Ella no ha experimentado rechazo de ninguna pareja cuando se lo ha comunicado, pero conoce a otras personas que sí. Como una de sus amigas transexuales que vive en la Península: «Tenía una carga viral indetectable y llevaba la medicación y los controles a rajatabla. Se cuida muchísimo. Yo fumo y me emborracho, pero ella no. Ni fuma ni bebe y vigila lo que come. Se enamoró perdidamente de un chico y a los dos meses le explicó su situación. Se asustó y la culpó. No habían tenido ninguna relación sin preservativo, pero le echó la culpa igual. La hizo sentir mal. Rompieron. Si una persona no te acepta, mejor tenerla lejos».

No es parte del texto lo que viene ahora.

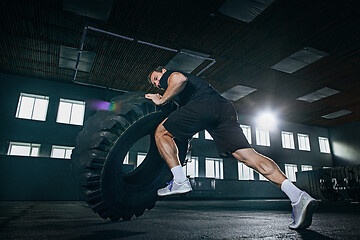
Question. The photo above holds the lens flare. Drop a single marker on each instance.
(104, 106)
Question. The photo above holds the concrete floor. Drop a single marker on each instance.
(233, 219)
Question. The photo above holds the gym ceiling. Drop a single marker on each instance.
(41, 39)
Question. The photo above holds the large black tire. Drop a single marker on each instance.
(100, 150)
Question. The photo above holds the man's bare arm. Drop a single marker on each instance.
(176, 84)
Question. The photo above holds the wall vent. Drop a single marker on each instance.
(299, 60)
(319, 94)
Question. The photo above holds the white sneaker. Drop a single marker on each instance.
(175, 188)
(302, 211)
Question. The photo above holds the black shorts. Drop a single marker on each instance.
(219, 118)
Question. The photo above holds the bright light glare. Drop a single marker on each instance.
(267, 121)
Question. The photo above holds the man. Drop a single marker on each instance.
(202, 107)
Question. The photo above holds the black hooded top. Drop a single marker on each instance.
(195, 89)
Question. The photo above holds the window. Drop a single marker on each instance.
(32, 107)
(304, 143)
(61, 152)
(290, 171)
(287, 140)
(192, 167)
(324, 145)
(208, 136)
(126, 159)
(262, 137)
(262, 178)
(244, 172)
(214, 168)
(24, 149)
(71, 112)
(247, 132)
(140, 158)
(306, 168)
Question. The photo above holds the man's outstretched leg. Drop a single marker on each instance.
(168, 150)
(302, 203)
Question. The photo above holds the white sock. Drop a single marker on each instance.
(291, 190)
(179, 175)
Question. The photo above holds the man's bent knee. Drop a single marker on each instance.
(161, 132)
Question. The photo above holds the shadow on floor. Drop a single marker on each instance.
(108, 235)
(307, 234)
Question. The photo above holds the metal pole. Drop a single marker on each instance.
(133, 39)
(80, 51)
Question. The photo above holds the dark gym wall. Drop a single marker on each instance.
(47, 132)
(40, 178)
(345, 144)
(45, 178)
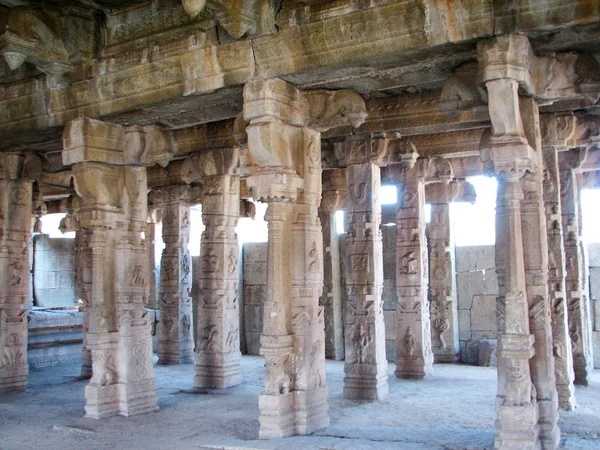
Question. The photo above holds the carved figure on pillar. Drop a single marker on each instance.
(114, 283)
(527, 401)
(555, 133)
(334, 198)
(412, 262)
(366, 365)
(575, 283)
(175, 342)
(284, 142)
(15, 233)
(442, 278)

Ahora, cuando su trabajo la deja, colabora con Médicos del Mundo para ayudar a otras transexuales que también son seropositivas o para evitar que lo sean algún día. También para concienciar sobre la identidad sexual y para reclamar recursos para quienes se encuentran en pleno tránsito. O a punto de comenzar. «No hay ningún endocrino aquí especializado en cambio de sexo», apunta antes de recomendar a la gente «que lea» para aprender y entender. Ella lo hace. Y lo hacía. Recuerda, de niña, echar mano del diccionario y la enciclopedia del salón cuando no sabía algo, como le inculcaron su padre y su madre. Esa que no sabe, aún, que su hija está diagnosticada de VIH, que está lejos, y con la que habla «muchas veces al día».